I am looking for a yes or no answer to the following question, though if there is a simple explanation I'd like that as well:
If $X$ is any continuous image (not necessarily metrizable) of $[0,1]$, then is $X$ necessarily locally connected?
Just need a clarification here because a lot of times metrizability is implicitly assumed in the classical theorems.

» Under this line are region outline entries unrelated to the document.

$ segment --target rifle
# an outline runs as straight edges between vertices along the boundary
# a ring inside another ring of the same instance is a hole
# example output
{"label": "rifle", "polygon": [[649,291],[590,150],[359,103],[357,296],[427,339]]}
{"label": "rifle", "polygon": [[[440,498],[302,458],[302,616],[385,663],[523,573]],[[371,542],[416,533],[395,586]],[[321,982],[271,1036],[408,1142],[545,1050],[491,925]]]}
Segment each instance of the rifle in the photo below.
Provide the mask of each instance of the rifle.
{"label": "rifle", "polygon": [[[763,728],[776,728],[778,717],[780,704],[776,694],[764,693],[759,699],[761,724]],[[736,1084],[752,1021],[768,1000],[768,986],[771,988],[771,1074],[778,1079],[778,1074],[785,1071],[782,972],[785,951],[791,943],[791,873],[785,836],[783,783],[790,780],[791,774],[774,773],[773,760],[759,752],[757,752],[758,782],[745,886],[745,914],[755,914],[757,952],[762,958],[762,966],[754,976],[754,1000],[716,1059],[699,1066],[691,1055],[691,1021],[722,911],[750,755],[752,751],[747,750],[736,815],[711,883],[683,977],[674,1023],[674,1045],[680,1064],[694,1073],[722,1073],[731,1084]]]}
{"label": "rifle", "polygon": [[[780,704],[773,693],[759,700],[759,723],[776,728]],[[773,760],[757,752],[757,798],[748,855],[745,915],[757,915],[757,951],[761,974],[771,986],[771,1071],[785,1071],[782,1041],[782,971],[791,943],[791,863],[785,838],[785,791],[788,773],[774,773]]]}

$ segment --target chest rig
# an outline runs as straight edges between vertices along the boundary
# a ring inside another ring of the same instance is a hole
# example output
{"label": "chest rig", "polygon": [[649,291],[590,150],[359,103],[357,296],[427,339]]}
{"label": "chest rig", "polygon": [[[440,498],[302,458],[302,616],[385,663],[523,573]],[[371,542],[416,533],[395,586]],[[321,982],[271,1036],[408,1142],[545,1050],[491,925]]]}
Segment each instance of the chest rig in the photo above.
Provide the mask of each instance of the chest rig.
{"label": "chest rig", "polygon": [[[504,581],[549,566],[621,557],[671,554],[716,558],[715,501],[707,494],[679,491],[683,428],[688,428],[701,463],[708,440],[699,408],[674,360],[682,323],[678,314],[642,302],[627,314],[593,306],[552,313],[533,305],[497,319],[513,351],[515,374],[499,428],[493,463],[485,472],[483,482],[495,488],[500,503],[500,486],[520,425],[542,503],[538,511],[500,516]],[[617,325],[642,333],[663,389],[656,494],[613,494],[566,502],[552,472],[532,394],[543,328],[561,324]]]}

Here's a simple counterexample. Let $X$ be $[0,1]$ with the topology that a proper subset $U\subset[0,1]$ is open iff it is a union of intervals of the form $(1/(n+1),1/n)$ for $n$ a positive integer, with the additional constraint that if $(1/2,1)\subseteq U$ then $(1/(n+1),1/n))\subseteq U$ for all but finitely many $n$. Clearly $X$ is a continuous image of $[0,1]$, since the identity map $[0,1]\to X$ is continuous. But $X$ is not locally connected at any point of $(1/2,1)$, since any neighborhood $U\neq X$ of a point of $(1/2,1)$ contains $(1/(n+1),1/n)$ for some $n>1$ and then $(1/(n+1),1/n)$ and $U\setminus (1/(n+1),1/n)$ is a nontrivial partition of $U$ into open sets.
Note however that if you require that $X$ is not just a continuous image but a quotient of $[0,1]$ (which is automatic if $X$ is metrizable), then $X$ must be locally connected. Indeed, suppose $q:[0,1]\to X$ is a quotient map, $x\in X$, and $U\subseteq X$ is a neighborhood of $x$. For each $t\in q^{-1}(\{x\})$, pick an open interval around $t$ contained in $q^{-1}(U)$, and let $V_0$ be the union of these open intervals. Note that $q(V_0)$ is connected, as a union of connected sets which all overlap at $x$. Now for each $t\in q^{-1}(q(V_0))$, pick an open interval around $t$ contained in $q^{-1}(U)$, and let $V_1$ be the union of these open intervals. Again, $q(V_1)$ is connected since it is a union of connected sets all of which intersect the connected set $q(V_0)$. Repeating this inductively, we get a nested sequence of open sets $V_n\subseteq q^{-1}(U)$ such that $q(V_n)$ is connected for each $n$ and $V_n$ contains all of $q^{-1}(q(V_{n-1}))$. Let $V=\bigcup V_n$. Then $V=q^{-1}(q(V))$, so $q(V)$ is open. Moreover, $q(V)$ is connected, contains $x$, and is contained in $U$. This shows that $X$ is locally connected.
(In fact, this argument more generally shows that any quotient of a locally connected space is locally connected.)